En fait, comme la concentration du substrat ne peut pas être suffisamment élevée, à mesure que la réaction se déroule et que le substrat est consommé dans une certaine mesure, la vitesse de réaction n'est plus d'ordre zéro. Par conséquent, la méthode cinétique d'ordre zéro vise une période de temps spécifique. ;De même, en raison de la composition complexe du sérum, la réaction est plus compliquée et il y a de nombreuses réactions diverses lorsque la réaction vient juste de démarrer. Un délai est nécessaire avant de pouvoir entrer dans la période de réaction stable. Chaque fabricant de réactifs a des réglementations strictes sur ces deux périodes.

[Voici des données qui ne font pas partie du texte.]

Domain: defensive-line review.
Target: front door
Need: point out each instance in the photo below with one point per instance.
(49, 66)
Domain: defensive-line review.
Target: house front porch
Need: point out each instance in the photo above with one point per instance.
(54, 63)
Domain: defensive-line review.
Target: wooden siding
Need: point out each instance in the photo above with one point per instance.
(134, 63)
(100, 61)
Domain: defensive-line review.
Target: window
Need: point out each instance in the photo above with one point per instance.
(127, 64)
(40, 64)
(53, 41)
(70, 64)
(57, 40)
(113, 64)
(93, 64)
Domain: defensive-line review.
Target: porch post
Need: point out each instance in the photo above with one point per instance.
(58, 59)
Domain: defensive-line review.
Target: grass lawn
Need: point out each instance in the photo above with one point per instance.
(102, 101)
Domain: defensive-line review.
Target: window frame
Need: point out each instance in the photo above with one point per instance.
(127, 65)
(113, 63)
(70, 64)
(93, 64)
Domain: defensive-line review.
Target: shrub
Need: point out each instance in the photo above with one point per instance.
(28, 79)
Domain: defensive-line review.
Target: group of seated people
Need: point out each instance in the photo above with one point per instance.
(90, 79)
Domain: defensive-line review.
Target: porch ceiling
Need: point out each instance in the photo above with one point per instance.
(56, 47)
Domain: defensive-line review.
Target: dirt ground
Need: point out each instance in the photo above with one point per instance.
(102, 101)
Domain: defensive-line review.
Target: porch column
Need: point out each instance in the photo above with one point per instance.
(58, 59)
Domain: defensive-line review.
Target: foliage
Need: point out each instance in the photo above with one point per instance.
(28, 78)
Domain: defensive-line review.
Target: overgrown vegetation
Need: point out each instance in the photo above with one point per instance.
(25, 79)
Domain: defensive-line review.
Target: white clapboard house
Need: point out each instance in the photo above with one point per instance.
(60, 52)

Ajoutez le réactif (volume V) à t1, ajoutez l'échantillon (volume S) à t2, la réaction est stable à t3, et arrêtez de surveiller la réaction à tn ; t3-t2 est le temps de retard et tn-t3 est la mesure. temps. Réactivité à une seule longueur d'onde (les réactifs simples et doubles sont identiques) R = (n∑AT-∑A∑T)/[n∑T2-(∑T)2], où : n=le nombre de données entre t3 et tn, T= Temps, A=absorbance à un certain moment. La réactivité à double longueur d'onde est fondamentalement la même que celle à longueur d'onde unique, sauf que l'absorbance à un certain moment est égale à l'absorbance de la longueur d'onde principale moins l'absorbance de la sous-longueur d'onde.

Scénarios d'application
La large application des analyseurs biochimiques a pénétré de nombreux domaines médicaux tels que les hôpitaux, les cliniques et les laboratoires. Il peut non seulement être utilisé pour le diagnostic clinique afin d'aider les médecins à déterminer avec précision le type et la gravité de la maladie, mais peut également être utilisé pour le suivi de la pharmacothérapie, l'évaluation des effets du traitement et l'ajustement des plans de traitement. En outre, les analyseurs biochimiques jouent également un rôle important dans la recherche scientifique et le développement de nouveaux médicaments, apportant ainsi une contribution importante au progrès de la science médicale.

Conclusion
En tant qu'outil important pour le diagnostic médical et la recherche scientifique, les analyseurs biochimiques continuent de promouvoir le développement et le progrès de la technologie médicale. Grâce à une variété de méthodes d'analyse telles que la photométrie, l'électrochimie et la chimie instrumentale, les analyseurs biochimiques peuvent réaliser une analyse rapide et précise de divers composants dans des échantillons biologiques, fournissant ainsi un support technique fiable pour le diagnostic clinique, le traitement et la recherche scientifique. On pense qu’avec l’innovation et le développement continus de la technologie, les analyseurs biochimiques joueront un rôle plus important à l’avenir et apporteront une plus grande contribution à la santé humaine.